Bank Dunia Soroti Program KUR

Jakarta – Bank Dunia menyoroti kebijakan kredit usaha rakyat (KUR) di Indonesia sebagai program prioritas dalam mendukung pemberian kredit atau pembiayaan kepada sektor usaha mikro, kecil, dan menengah.

Pelaksana Tugas Kepala Ekonom Bank Dunia di Indonesia, Hans Anand Beck, dalam peluncuran laporan Triwulanan Perekonomian Indonesia (Indonesia Economic Quarterly) edisi Maret 2017 di Jakarta, Rabu, menjelaskan beberapa alasan mengapa program KUR yang telah didesain ulang pada 2015 tersebut kurang optimal. Dia mengatakan akses pinjaman yang berkelanjutan lebih penting bagi UMKM daripada bunga yang rendah.

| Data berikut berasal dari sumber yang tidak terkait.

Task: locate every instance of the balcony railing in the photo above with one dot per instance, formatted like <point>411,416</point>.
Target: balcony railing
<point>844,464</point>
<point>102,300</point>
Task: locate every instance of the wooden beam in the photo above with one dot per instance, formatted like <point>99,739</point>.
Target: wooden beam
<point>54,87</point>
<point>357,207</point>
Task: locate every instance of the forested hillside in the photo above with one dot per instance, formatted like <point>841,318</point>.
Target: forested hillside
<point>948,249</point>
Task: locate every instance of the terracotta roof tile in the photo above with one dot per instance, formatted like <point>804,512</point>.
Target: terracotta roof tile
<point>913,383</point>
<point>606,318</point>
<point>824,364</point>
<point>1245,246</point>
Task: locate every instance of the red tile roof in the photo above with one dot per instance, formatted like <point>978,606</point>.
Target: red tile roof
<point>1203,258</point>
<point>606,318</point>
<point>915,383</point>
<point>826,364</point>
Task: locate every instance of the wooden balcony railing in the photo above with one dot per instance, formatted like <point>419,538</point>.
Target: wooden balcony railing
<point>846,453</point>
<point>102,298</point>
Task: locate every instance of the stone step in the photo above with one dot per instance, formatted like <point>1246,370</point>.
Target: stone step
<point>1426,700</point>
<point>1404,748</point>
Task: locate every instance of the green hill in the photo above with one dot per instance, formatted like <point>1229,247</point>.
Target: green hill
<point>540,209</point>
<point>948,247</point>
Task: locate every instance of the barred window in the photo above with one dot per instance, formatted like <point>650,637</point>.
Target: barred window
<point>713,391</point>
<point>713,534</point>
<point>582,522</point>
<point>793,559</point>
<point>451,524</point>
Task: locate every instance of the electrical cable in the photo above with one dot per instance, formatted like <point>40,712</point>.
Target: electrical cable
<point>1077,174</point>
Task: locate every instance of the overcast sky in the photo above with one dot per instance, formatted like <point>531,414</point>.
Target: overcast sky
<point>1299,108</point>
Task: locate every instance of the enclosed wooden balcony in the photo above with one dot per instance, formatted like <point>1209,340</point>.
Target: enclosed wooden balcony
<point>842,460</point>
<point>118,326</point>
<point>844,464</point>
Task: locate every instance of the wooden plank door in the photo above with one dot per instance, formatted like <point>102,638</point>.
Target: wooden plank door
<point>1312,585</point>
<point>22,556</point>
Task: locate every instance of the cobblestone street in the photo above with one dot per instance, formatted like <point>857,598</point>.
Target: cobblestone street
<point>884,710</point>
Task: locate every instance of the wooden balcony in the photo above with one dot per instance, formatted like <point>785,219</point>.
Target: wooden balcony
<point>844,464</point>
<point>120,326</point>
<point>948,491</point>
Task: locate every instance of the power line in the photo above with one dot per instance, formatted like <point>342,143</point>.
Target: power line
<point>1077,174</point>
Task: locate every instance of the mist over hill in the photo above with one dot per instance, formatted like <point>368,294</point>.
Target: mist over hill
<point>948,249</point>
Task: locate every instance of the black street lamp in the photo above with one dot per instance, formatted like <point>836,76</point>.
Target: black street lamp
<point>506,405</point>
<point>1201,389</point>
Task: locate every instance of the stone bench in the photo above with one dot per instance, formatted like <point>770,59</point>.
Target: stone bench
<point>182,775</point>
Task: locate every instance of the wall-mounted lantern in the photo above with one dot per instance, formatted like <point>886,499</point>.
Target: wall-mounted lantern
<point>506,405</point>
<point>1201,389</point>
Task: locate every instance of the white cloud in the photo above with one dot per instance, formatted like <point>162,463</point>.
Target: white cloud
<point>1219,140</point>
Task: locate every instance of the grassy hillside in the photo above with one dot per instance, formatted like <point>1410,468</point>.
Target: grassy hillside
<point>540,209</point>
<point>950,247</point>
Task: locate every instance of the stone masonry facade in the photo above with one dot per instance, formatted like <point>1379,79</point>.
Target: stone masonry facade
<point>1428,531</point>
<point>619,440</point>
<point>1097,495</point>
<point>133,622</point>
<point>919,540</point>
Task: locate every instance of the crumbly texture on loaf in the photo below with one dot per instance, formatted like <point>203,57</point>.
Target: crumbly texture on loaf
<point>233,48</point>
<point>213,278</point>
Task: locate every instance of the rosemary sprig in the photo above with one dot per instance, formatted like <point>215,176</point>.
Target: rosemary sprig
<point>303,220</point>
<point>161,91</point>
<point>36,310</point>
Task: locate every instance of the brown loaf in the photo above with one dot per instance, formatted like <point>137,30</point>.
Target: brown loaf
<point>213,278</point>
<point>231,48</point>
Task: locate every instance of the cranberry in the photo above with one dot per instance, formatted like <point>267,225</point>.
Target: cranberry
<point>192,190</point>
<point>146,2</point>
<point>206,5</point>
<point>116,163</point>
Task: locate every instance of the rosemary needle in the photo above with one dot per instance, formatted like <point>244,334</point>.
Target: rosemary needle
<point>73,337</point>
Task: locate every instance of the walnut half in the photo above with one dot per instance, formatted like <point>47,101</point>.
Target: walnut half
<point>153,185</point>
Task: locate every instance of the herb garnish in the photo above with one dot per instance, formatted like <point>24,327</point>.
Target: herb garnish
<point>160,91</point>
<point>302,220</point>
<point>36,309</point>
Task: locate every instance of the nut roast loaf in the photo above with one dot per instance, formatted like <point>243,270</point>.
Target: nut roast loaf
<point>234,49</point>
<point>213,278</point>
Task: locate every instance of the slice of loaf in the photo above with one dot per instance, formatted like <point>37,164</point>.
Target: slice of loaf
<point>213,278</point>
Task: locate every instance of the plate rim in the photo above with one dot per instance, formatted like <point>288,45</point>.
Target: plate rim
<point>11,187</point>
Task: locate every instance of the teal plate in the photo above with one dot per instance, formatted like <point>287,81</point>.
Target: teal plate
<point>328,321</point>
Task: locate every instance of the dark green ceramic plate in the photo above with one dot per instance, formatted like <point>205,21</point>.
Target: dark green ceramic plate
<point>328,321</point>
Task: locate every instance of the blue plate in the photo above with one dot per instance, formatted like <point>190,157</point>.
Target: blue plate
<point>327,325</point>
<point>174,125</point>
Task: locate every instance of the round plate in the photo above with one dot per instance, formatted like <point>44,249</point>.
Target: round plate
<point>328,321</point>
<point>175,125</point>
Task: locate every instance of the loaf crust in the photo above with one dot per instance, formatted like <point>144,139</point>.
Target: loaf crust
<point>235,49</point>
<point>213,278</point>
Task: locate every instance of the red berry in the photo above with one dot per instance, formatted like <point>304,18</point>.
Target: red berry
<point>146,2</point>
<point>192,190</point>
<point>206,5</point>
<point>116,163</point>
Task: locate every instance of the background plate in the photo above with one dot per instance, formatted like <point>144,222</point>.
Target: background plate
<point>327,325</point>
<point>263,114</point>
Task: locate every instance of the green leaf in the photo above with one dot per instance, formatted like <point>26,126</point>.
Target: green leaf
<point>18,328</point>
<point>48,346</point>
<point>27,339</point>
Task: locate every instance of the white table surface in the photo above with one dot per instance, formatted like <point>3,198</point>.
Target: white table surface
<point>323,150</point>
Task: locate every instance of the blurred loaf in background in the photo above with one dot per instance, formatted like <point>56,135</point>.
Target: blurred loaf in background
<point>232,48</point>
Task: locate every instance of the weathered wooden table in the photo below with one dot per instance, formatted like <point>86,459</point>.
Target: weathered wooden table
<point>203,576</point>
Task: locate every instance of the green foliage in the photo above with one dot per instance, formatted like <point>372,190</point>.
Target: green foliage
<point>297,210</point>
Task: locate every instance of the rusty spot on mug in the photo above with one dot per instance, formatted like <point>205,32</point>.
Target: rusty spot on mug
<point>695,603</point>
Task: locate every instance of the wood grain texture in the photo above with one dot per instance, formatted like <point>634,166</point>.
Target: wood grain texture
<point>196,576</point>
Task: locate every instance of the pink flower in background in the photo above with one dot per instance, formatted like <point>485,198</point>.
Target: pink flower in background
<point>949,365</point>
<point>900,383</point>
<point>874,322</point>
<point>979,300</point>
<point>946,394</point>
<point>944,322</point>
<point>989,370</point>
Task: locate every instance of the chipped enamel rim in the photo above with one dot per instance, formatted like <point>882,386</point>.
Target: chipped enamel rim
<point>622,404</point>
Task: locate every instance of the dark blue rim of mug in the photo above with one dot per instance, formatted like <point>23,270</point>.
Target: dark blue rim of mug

“Bunga saat ini menyimpang secara signifikan dari harga pasar dan tidak berkelanjutan secara finansial,” kata Hans.

Sebagaimana diketahui, program KUR yang awalnya dibentuk pada 2007, adalah salah satu program pinjaman bersubsidi terbesar untuk UMKM di negara-negara pasar berkembang.

Ketika program ini didesain ulang pada 2015, fokus KUR berubah dari fasilitasi akses terhadap pinjaman bagi para peminjam UMKM melalui pemberian jaminan kredit secara parsial, menjadi penyediaan pinjaman pada tingkat bunga bersubsidi bagi UMKM, terlepas dari kondisi akses mereka sebelumnya terhadap pembiayaan.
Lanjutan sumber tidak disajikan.